Gestern war ich wieder mit der Digi unterwegs. Es ist erstaunlich, was sich da in einer Woche alles getan hat. Das ist z.B. derselbe Zweig wie auf dem Headerbild, nur 6 Tage später:

kaetzchen

Manchmal geschehen Veränderungen langsam, fast unmerklich – manchmal aber auch geradezu explosionsartig.

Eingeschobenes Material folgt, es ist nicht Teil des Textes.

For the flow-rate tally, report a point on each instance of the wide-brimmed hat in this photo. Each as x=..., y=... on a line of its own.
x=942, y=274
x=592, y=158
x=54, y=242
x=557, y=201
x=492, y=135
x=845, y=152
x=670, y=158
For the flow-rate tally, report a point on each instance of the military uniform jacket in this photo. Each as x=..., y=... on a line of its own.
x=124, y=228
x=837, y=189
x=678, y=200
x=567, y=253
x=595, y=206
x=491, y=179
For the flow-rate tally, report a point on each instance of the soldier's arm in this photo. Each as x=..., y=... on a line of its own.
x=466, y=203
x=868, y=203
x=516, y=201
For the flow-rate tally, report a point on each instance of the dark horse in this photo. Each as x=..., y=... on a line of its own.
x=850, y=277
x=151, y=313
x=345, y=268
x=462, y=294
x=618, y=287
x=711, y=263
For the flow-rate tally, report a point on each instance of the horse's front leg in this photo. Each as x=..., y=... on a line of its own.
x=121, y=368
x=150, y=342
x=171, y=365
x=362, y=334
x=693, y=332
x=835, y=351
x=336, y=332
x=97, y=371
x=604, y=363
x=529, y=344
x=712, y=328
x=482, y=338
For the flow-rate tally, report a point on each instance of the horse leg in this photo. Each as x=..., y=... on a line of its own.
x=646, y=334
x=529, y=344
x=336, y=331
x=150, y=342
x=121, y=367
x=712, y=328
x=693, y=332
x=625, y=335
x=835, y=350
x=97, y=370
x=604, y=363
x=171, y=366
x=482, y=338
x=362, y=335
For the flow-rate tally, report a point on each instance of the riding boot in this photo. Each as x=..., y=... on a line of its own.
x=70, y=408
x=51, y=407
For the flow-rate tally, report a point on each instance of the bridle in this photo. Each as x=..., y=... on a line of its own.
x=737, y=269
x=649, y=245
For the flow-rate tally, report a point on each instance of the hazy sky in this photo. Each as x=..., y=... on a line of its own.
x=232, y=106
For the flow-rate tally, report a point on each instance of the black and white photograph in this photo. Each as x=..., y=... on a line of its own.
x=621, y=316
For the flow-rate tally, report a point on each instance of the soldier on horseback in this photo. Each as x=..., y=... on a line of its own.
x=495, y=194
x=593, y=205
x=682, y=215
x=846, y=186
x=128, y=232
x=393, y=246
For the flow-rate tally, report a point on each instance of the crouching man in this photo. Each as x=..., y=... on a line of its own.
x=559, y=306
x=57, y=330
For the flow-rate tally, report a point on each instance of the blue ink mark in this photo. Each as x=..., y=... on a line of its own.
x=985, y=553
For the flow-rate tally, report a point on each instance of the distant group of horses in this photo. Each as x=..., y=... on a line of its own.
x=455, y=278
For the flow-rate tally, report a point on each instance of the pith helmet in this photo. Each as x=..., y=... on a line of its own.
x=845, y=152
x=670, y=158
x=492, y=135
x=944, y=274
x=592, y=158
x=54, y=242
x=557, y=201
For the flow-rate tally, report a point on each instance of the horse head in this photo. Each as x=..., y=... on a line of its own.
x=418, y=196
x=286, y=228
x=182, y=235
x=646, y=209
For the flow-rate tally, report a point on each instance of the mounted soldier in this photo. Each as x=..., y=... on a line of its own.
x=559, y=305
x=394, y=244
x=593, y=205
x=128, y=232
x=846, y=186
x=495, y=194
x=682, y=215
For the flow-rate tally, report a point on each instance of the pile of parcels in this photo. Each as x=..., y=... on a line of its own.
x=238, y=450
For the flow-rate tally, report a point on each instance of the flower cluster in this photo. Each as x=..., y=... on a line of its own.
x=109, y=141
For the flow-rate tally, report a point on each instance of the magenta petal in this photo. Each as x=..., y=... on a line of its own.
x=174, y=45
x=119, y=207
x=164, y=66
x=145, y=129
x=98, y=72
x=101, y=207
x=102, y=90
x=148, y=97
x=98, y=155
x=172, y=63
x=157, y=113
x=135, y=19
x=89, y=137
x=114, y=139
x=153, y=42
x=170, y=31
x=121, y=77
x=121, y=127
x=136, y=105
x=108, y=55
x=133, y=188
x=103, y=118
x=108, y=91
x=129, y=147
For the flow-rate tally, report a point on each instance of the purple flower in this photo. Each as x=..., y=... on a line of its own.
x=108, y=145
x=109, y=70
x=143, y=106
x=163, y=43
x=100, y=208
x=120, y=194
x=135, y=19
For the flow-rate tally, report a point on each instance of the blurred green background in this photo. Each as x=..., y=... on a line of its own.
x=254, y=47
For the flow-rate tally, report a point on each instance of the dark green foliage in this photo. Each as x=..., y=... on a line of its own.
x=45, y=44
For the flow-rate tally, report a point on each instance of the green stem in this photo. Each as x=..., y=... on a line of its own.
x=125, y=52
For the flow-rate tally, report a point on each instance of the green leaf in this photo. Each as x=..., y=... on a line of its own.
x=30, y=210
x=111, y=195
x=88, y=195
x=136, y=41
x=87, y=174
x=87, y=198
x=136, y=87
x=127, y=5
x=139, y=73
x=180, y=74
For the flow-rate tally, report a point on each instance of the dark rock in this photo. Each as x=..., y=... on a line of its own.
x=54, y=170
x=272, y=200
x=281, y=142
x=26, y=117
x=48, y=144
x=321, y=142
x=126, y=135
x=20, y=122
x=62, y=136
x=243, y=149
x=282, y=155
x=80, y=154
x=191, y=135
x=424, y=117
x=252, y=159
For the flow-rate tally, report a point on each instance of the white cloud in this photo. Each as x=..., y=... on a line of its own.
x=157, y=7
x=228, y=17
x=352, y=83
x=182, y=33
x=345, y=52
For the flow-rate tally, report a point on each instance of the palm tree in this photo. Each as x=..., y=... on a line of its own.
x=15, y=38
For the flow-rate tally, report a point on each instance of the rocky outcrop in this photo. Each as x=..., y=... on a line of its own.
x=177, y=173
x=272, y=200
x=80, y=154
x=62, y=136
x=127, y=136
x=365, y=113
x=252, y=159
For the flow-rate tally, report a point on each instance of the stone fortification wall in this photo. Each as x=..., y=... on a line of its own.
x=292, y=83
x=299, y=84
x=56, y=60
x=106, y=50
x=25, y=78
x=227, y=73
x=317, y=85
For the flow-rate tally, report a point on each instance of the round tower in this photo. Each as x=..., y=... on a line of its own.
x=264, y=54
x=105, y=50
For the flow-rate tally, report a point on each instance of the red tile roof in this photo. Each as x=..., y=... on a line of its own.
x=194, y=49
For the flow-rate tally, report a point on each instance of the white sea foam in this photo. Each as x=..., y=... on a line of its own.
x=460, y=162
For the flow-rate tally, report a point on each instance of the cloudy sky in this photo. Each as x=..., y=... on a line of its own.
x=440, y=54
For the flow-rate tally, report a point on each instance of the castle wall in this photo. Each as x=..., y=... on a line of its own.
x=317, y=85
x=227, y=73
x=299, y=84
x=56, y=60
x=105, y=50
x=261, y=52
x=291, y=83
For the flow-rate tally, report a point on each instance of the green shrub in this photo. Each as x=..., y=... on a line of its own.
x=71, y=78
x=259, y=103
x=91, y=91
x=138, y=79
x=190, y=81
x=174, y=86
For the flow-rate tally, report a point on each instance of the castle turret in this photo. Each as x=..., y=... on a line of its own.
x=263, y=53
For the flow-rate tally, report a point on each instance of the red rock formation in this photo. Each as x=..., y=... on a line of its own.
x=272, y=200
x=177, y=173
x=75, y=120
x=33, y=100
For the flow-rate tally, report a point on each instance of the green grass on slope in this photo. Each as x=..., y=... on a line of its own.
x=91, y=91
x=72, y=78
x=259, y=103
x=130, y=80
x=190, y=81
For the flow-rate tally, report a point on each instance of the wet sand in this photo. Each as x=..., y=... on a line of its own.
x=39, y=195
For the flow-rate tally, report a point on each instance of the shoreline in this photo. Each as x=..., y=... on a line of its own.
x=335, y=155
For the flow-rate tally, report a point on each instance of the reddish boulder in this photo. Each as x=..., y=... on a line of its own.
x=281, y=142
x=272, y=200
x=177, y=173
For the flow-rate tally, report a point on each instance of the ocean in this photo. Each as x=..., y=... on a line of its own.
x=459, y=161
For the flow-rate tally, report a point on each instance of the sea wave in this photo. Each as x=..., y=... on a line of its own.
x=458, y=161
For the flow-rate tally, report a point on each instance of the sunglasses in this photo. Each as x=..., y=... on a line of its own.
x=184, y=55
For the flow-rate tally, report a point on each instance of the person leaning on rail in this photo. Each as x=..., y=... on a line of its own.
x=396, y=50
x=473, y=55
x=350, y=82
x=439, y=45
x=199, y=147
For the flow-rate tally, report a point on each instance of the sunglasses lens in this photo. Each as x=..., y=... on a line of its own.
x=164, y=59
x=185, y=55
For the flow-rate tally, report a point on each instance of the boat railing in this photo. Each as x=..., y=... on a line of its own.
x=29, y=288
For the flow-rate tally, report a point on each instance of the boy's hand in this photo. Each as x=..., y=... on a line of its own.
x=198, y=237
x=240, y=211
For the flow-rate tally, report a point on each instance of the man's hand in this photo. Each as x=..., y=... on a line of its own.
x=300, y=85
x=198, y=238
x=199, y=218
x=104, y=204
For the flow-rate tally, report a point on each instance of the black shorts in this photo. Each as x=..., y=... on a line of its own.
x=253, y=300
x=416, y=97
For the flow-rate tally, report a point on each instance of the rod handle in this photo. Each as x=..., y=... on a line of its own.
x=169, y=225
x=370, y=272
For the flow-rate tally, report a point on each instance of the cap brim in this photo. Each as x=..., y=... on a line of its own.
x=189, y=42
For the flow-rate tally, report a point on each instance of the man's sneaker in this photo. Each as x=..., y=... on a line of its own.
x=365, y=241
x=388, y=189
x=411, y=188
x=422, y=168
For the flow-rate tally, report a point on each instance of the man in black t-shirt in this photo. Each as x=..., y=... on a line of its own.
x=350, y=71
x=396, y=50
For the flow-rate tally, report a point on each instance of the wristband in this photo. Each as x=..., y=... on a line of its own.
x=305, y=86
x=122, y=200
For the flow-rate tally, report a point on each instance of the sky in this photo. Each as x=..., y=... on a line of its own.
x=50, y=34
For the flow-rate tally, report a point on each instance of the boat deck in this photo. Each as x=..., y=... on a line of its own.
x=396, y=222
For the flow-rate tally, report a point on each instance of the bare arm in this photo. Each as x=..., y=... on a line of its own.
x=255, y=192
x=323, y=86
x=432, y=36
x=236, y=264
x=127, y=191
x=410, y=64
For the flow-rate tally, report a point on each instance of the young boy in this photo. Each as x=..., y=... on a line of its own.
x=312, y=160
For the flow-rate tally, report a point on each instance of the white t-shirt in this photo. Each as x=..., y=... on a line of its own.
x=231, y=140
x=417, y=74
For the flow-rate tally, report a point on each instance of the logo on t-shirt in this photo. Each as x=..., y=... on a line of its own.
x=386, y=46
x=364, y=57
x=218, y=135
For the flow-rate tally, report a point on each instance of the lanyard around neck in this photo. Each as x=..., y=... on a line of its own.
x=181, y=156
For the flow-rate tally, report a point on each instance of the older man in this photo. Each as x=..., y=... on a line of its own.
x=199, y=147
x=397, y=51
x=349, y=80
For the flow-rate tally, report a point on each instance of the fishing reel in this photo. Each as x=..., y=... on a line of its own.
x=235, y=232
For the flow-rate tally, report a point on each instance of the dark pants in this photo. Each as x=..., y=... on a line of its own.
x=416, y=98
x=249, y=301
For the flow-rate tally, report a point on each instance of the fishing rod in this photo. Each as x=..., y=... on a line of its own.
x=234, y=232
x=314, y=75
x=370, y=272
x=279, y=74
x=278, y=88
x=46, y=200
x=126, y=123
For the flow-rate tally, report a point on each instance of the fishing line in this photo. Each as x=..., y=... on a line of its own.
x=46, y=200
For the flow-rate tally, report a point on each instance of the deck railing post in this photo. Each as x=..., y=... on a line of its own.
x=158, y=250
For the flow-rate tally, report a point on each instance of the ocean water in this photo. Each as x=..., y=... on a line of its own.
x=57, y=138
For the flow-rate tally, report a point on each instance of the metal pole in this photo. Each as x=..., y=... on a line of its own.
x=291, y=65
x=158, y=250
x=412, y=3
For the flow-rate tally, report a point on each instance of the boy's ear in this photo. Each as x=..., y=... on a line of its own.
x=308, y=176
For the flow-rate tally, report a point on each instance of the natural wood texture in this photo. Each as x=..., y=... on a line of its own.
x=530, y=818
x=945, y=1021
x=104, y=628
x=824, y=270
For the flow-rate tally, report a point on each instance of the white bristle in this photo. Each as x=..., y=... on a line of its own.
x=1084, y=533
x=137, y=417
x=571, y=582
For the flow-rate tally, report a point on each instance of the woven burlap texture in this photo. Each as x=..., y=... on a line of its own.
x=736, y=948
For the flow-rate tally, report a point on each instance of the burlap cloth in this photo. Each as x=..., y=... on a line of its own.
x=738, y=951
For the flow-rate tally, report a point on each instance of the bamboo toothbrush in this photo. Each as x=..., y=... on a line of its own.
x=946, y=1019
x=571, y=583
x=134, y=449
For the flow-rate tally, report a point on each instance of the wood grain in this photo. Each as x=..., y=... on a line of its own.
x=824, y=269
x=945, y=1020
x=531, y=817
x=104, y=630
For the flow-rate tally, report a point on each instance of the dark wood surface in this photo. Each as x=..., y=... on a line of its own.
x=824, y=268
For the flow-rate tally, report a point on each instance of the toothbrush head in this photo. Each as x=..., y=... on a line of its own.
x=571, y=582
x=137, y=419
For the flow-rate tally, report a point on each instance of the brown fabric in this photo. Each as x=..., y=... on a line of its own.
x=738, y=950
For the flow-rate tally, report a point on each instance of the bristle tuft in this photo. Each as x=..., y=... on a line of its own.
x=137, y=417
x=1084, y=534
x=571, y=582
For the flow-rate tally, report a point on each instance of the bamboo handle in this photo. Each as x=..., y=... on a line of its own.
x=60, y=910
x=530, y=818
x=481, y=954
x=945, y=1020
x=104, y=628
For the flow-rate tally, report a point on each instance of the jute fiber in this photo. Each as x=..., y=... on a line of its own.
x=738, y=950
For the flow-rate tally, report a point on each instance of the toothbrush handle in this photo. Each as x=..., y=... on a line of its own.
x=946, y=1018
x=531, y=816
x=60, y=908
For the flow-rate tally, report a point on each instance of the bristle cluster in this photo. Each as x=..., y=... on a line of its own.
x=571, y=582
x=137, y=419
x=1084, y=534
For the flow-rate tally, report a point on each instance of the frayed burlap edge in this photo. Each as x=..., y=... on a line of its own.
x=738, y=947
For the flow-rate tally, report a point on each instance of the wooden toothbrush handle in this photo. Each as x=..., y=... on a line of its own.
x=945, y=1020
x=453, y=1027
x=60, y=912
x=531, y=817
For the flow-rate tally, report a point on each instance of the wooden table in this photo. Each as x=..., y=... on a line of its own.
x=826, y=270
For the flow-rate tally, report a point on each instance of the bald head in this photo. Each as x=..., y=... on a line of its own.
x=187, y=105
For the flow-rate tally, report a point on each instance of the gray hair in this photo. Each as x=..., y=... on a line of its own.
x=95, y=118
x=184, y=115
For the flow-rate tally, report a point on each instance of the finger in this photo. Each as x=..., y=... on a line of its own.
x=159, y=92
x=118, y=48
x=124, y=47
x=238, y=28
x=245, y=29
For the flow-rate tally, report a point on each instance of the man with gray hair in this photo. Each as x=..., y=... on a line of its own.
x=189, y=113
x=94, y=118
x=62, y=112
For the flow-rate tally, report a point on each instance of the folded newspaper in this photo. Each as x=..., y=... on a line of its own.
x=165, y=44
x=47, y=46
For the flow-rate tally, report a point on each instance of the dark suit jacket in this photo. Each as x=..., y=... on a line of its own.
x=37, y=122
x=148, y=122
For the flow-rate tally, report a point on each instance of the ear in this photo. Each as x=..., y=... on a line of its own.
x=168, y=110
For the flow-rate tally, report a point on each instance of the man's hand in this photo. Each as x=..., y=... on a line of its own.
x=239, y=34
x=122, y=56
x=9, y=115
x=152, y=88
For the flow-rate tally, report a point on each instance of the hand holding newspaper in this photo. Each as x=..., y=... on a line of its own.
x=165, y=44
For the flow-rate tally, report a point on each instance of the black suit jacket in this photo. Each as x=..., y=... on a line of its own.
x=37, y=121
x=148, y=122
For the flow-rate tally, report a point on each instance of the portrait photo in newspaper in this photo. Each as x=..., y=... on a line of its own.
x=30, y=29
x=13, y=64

Nach einer Woche Strohwitwenzeit habe ich mich ein bisschen daran gewöhnt, ohne Mann zu sein und mein inneres Gleichgewicht ein gutes Stück wieder gefunden. Ich tue Dinge, die ich nicht machen würde, wenn er da ist:

  • auf der Autobahn schneller als 140 km/h fahren (er fährt fast immer spritsparend!)
  • mir an der Raststätte ein Stück Kuchen und einen Cappu genehmigen
  • abends im Bett lesen
  • die Zeit mir meiner Tochter viel mehr genießen (aber das schrieb ich ja bereits)

Sind das nun Veränderungen oder nur der Ausnahmezustand? – Im Moment wohl der Ausnahmezustand, aber vielleicht kann ja die eine oder andere Veränderung daraus werden. Jetzt habe ich nur gerade Spaß dran, ab und zu etwas Neues zu tun, was ich bisher noch nicht gemacht habe.